2.    DDoS Attack – the 12000 Monkeyz: Specific; motivated by grudge, ideology and financial gain; targeted at entertainment, professional, educational, administrative, information, manufacturing and retail industries; uses brute force, privilege abuse, scanning and exploit vulnerability.
3.    ICS Onslaught – the Fiddling Nero: Specific; motivated by grudge, ideology and espionage; targeted at utilities, public, manufacturing and transportation industries.
4.    Cloud Storming – the Acumulus Datum: Specific (espionage), Indirect (vulnerability); motivated by financial gains and espionage; targeted at utilities, public, manufacturing and transportation industries; uses export data, privilege abuse, capture stored data and exploit vulnerability.

Tips for tackling the configuration exploitation threat:

•    Know your systems; configure them properly
•    Patch and patch often; review code ad configurations
•    Conduct security and application scans regularly
•    Know your network environment; segment and configure it properly

Malicious Software
The four scenarios that Verizon identified as making up the malicious software threat are:

1.    Crypto Malware – the Fetid Cheez: Opportunistic; motivated by financial gain and grudge; targeted at various industries (opportunistic); uses phishing, ransomware, C2 and exploit vulnerability.
2.    Sophisticated Malware – the Pit Viper: Specific; motivated by espionage and financial gain; targeted at public, manufacturing, transportation and information industries; uses backdoors or C2, spyware/keylogger, backdoor downloader, capture stored data, scanning, password dumper, exploit vulnerability and rootkit.
3.    RAM Scraping – the Bare Claw: Indirect (vulnerability); motivated by financial gain; targeted at retail, accommodation, healthcare and administrative industries; uses export data, RAM scraper, spyware/keylogger, capture secured data and data exploit vulnerability.
4.    Unknown Unknowns – the Polar Vortex: Specific, Indirect, Opportunistic; motivated by espionage and financial gain; targeted at manufacturing, transportation, public and healthcare industries; uses stolen credentials, backdoors or C2, backdoor downloader, scanning, password dumper, exploit vulnerability and toolkit.

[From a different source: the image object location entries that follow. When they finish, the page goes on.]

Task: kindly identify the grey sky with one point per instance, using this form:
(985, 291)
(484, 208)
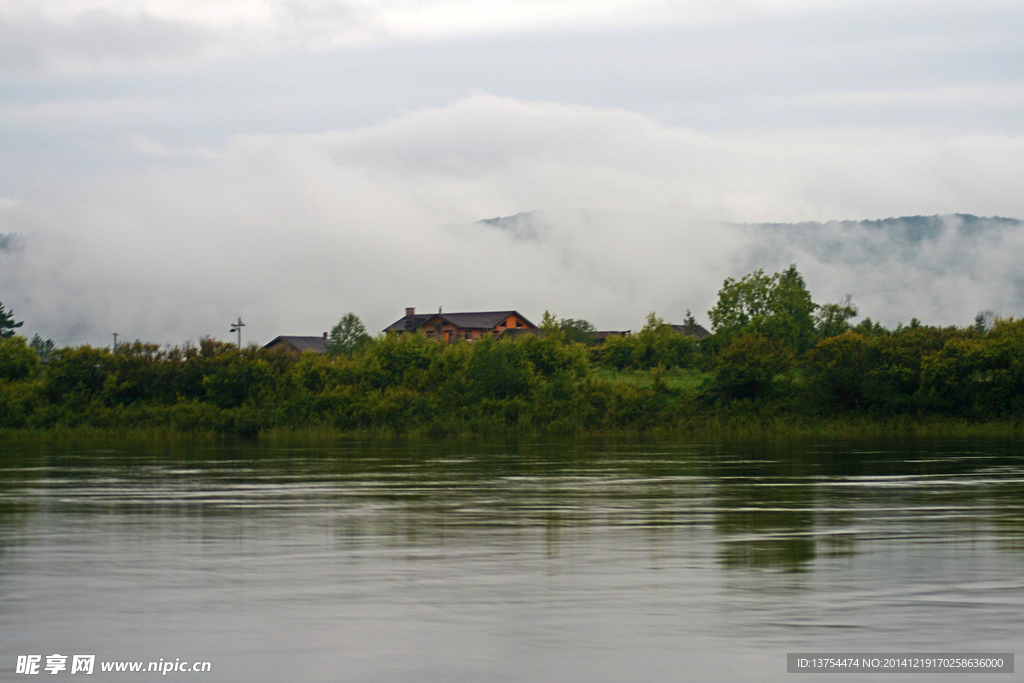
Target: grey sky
(171, 165)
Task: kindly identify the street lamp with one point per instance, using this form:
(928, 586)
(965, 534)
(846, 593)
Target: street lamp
(237, 327)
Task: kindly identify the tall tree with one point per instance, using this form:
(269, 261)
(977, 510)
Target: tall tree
(833, 319)
(347, 336)
(7, 324)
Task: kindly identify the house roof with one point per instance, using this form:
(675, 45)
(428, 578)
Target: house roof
(317, 344)
(475, 321)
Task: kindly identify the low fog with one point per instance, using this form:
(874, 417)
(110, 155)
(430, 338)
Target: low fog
(605, 215)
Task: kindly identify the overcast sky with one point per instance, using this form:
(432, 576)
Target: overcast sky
(171, 165)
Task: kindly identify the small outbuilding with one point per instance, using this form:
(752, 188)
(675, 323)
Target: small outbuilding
(454, 327)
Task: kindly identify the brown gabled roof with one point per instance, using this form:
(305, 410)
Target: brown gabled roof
(417, 319)
(480, 321)
(317, 344)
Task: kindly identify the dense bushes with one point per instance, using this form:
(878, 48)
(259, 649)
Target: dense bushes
(411, 383)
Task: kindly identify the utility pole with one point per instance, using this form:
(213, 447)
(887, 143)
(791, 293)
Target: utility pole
(237, 327)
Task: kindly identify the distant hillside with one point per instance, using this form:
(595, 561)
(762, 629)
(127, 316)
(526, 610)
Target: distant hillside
(943, 269)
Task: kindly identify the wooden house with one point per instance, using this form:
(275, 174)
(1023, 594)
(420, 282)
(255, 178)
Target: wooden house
(455, 327)
(694, 330)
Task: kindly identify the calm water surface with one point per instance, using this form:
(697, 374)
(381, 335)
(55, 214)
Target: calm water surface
(510, 562)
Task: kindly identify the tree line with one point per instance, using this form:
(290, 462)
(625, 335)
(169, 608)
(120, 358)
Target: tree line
(772, 352)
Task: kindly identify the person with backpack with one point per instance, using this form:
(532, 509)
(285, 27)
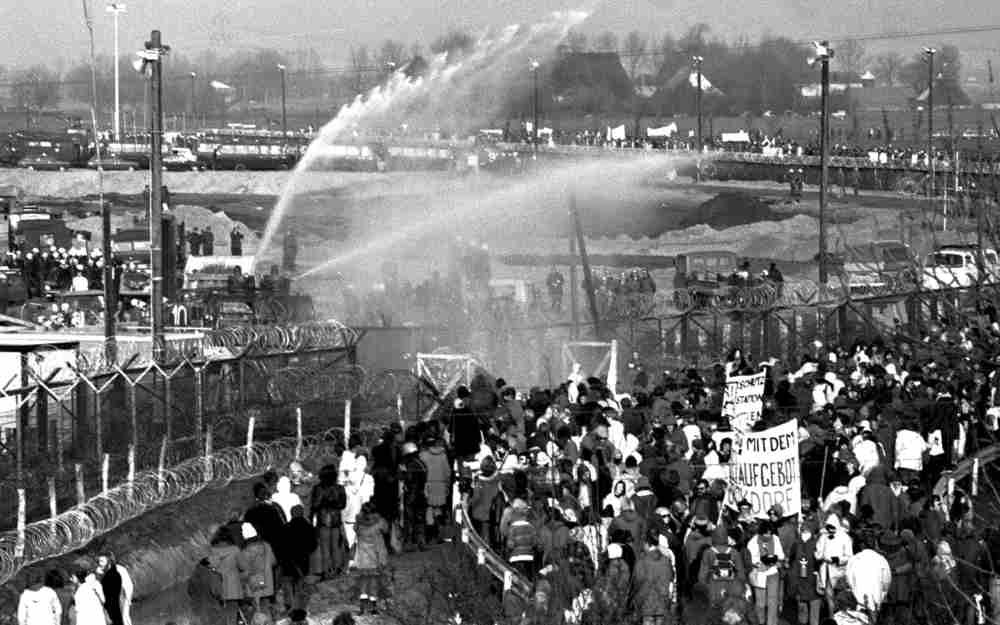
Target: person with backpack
(803, 574)
(223, 571)
(654, 582)
(414, 497)
(328, 499)
(722, 571)
(256, 564)
(766, 558)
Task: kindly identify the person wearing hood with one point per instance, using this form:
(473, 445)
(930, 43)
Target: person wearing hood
(654, 583)
(880, 497)
(328, 499)
(438, 484)
(359, 488)
(803, 575)
(869, 576)
(38, 604)
(300, 542)
(370, 556)
(88, 601)
(521, 539)
(722, 571)
(833, 549)
(256, 563)
(224, 559)
(766, 559)
(896, 606)
(415, 497)
(284, 498)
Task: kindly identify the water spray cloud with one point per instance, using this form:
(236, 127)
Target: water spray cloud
(457, 95)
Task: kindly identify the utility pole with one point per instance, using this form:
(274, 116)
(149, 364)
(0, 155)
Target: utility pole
(153, 56)
(284, 118)
(697, 60)
(930, 121)
(116, 8)
(823, 55)
(535, 102)
(588, 278)
(194, 105)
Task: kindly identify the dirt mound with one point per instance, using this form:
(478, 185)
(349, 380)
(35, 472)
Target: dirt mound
(729, 209)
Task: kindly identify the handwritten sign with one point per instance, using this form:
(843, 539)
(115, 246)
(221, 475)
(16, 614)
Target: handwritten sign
(743, 400)
(765, 470)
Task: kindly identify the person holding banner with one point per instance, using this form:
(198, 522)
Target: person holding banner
(767, 558)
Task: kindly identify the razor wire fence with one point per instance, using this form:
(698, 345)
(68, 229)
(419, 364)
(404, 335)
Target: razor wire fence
(145, 490)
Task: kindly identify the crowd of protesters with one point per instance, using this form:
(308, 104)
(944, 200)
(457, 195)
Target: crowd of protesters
(614, 506)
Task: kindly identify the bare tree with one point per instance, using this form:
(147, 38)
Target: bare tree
(635, 48)
(850, 56)
(887, 66)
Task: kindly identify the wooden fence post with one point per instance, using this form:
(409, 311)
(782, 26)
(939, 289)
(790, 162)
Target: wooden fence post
(347, 423)
(161, 466)
(81, 488)
(208, 454)
(22, 515)
(105, 466)
(53, 499)
(298, 433)
(250, 426)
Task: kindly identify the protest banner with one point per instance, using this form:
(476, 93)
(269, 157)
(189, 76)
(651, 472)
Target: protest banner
(765, 470)
(743, 400)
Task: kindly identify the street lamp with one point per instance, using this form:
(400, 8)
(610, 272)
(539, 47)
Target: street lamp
(535, 65)
(823, 53)
(116, 8)
(284, 118)
(696, 62)
(194, 107)
(930, 52)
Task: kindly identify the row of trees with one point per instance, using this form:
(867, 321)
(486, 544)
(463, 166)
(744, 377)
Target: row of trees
(749, 76)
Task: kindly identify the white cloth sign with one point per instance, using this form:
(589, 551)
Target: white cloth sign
(765, 470)
(743, 401)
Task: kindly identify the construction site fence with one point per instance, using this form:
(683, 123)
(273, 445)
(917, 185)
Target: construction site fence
(62, 425)
(142, 491)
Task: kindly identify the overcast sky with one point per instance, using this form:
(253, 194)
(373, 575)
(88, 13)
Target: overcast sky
(38, 30)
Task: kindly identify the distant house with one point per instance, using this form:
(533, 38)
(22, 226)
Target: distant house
(840, 82)
(583, 75)
(882, 98)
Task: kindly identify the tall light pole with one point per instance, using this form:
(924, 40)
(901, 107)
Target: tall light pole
(535, 65)
(116, 8)
(697, 61)
(823, 53)
(151, 64)
(284, 118)
(930, 52)
(194, 107)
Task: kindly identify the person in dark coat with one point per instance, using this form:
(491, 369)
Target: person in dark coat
(897, 606)
(327, 502)
(880, 497)
(299, 542)
(466, 431)
(266, 517)
(414, 497)
(803, 574)
(386, 459)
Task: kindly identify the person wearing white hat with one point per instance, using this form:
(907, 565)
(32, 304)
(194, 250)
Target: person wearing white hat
(257, 563)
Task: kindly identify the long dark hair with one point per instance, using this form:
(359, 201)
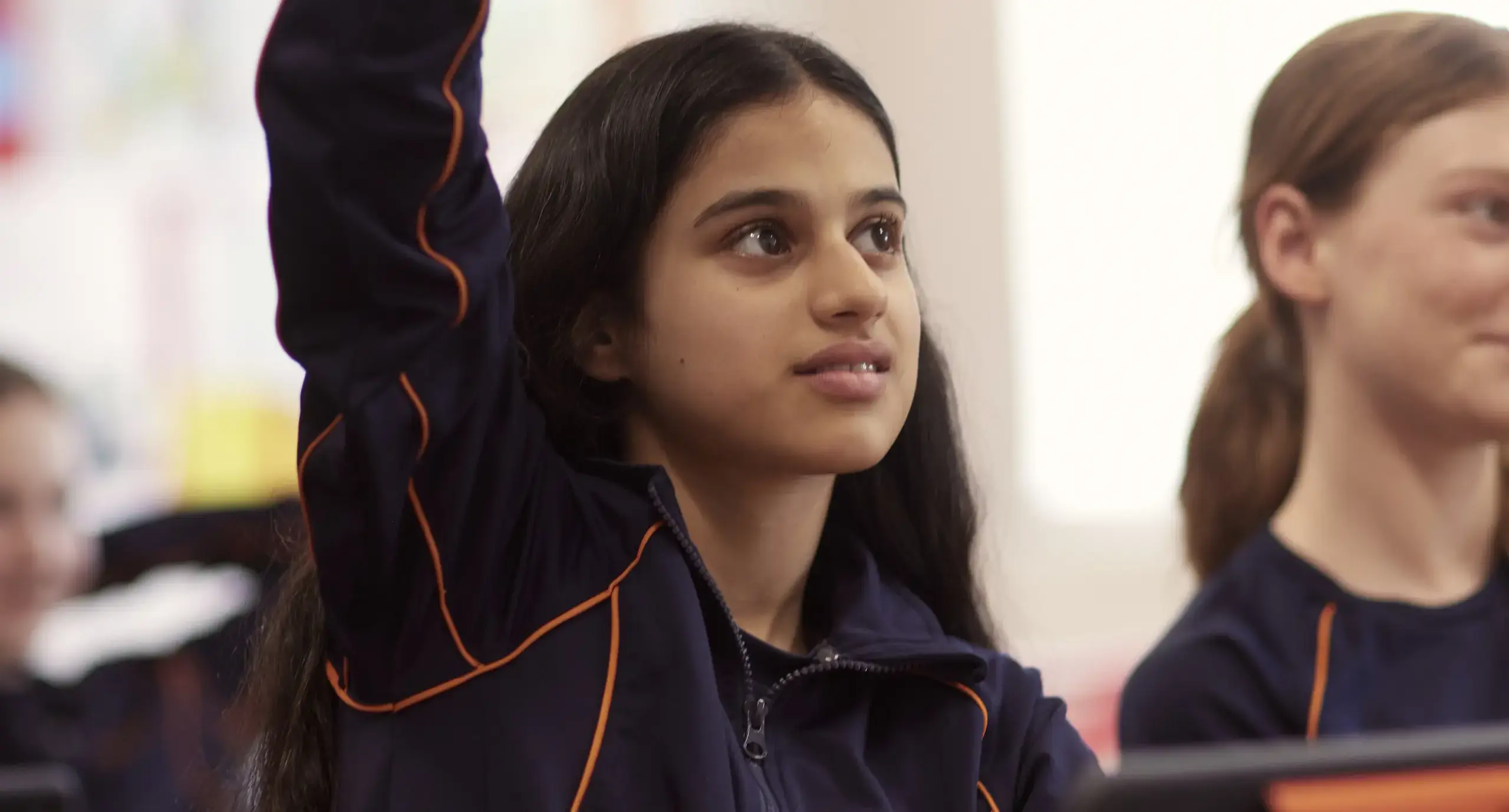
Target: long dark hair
(581, 209)
(1319, 126)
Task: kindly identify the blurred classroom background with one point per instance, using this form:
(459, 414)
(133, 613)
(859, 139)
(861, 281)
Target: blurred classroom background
(1070, 167)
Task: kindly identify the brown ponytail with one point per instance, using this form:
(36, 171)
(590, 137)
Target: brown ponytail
(1244, 448)
(290, 704)
(1321, 123)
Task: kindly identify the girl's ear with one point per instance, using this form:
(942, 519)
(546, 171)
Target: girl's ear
(599, 345)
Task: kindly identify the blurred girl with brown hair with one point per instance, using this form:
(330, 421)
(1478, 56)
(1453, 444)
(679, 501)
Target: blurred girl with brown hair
(1343, 487)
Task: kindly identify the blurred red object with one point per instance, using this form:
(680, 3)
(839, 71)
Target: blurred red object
(11, 81)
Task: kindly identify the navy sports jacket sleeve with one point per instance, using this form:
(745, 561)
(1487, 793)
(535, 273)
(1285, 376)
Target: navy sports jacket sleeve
(1205, 690)
(1031, 755)
(424, 470)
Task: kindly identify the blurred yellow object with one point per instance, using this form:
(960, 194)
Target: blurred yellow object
(236, 450)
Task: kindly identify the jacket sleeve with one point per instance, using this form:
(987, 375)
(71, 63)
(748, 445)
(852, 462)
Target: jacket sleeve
(1200, 692)
(434, 500)
(1033, 757)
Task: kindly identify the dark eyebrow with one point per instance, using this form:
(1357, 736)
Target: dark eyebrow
(753, 198)
(749, 198)
(880, 194)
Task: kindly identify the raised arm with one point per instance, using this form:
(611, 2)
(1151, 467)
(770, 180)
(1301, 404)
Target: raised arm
(434, 500)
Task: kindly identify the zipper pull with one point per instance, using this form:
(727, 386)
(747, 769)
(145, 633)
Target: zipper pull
(755, 728)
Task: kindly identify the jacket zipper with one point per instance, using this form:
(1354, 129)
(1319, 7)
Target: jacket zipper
(758, 708)
(707, 579)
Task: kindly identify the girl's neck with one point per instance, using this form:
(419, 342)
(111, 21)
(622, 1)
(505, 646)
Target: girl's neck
(1391, 512)
(756, 533)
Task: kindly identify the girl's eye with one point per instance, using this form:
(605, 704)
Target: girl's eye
(761, 240)
(1490, 209)
(882, 236)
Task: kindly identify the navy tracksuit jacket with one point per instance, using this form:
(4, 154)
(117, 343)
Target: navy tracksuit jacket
(509, 633)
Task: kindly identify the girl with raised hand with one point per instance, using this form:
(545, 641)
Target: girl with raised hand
(637, 488)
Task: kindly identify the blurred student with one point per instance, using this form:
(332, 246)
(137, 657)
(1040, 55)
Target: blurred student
(639, 488)
(1345, 482)
(144, 734)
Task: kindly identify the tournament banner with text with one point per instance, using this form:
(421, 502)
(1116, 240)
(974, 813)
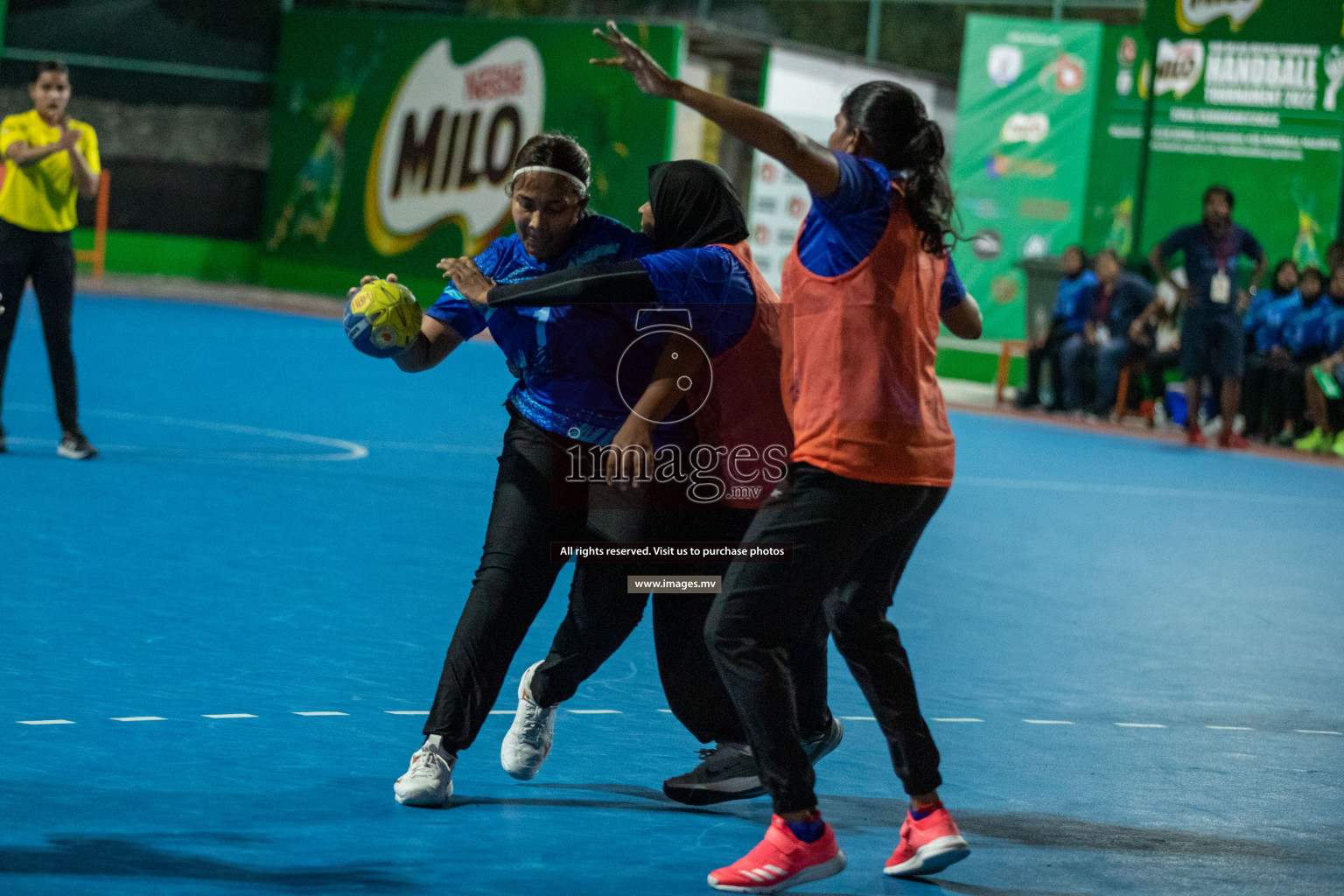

Tips for tackling the malicious software threat:

•    Know the threat actor tools and capabilities; adjust your defense accordingly
•    Employ File Integrity Monitoring; keep anti-virus updated

“The Data Breach Digest is designed to help businesses and government organizations understand how to identify the signs of a data breach, important sources of evidence and ways to quickly investigate, contain and recover from a breach,” Laurance Dine, managing Principal, investigative response, Verizon, told Infosecurity. “Knowing which incident patterns affect a given industry more often than others provides a solid building block for identifying where attackers are coming from and understanding their motives. This helps businesses to allocate their cybersecurity resources most effectively.”